Chapter 10: Of the three forms of constitution.

Now, of constitutions there are three kinds, and an equal number of perverted forms, which are, so to speak, corruptions of these. Constitutions proper are kingly government and aristocracy; and, thirdly, there is a form of government based upon an assessment of property, which should strictly be called timocracy, though most people are wont to speak of it as constitutional government simply.

Of these, kingly government is the best and timocracy the worst. The perversion of kingly government is tyranny: both are monarchies, but there is a vast difference between them; for the tyrant seeks his own interest, the king seeks the interest of his subjects. For he is not properly a king who is not self-sufficient and superabundantly furnished with all that is good; such a man wants nothing more; his own advantage, then, will not be his aim, but that of his subjects. A man of another character than this could only be the sort of king that is chosen by lot.

Tyranny is the opposite of kingly rule, because the tyrant seeks his own good; and of this government it is quite obvious that it is the worst of all: we may add that the opposite of the best must be the worst.

Kingly government degenerates into tyranny; for tyranny is a vicious form of monarchy: the bad king, then, becomes a tyrant.

Aristocracy degenerates into oligarchy through the vice of the rulers, who, instead of distributing public property and honours according to merit, take all or most of the good things for themselves, and give the offices always to the same people, setting the greatest store by wealth; you have, then, a small number of bad men in power, in place of the best men.

Lastly, timocracy degenerates into democracy: and indeed they border closely upon each other; for even timocracy is intended to be government by the multitude, and all those who have the property qualification are equal.

Democracy is the least bad [of the corrupt forms], for it is but a slight departure from the corresponding form of constitution.

These, then, are the ways in which the several constitutions are most apt to change; for these are the directions in which the change is slightest, and encounters the least resistance.

Likenesses of these forms of government and patterns of them, so to speak, may be found in families.

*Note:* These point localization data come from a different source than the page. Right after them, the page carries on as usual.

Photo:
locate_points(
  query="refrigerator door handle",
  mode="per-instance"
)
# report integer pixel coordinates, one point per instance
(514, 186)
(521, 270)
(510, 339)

For instance, the association of father and sons has the form of kingly rule; for the father cares for his children. This, also, is the reason why Homer addresses Zeus as father; for kingly government aims at being a paternal government. But in Persia the association of father and son is tyrannical; for fathers there use their sons as slaves. The association of master and slave is also tyrannical; for it is the interest of the master that is secured by it. But this seems to be a legitimate kind of tyranny, while the Persian kind seems to be wrong; for different beings require different kinds of government.

The association of man and wife seems to be aristocratic: for the husband bears rule proportionate to his worth, i.e. he rules in those matters which are his province; but he entrusts to his wife those matters that properly belong to her. But when the man lords it in all things, he perverts this relation into an oligarchical one; for he then takes rule where he is not entitled to it, and not only in those matters in which he is better. Sometimes, on the other hand, the wife rules because she is an heiress. In these cases authority is not proportionate to merit, but is given on the ground of wealth and influence, just as in oligarchies.

The association of brothers resembles a timocracy; for they are equal except in so far as they differ in age. On this account, if they differ very widely in age, their friendship can no longer be a brotherly friendship.

A democratic form of association is chiefly found in those households which have no master (for there all are on a footing of equality), or where the head of the house is weak, and every one does what he likes.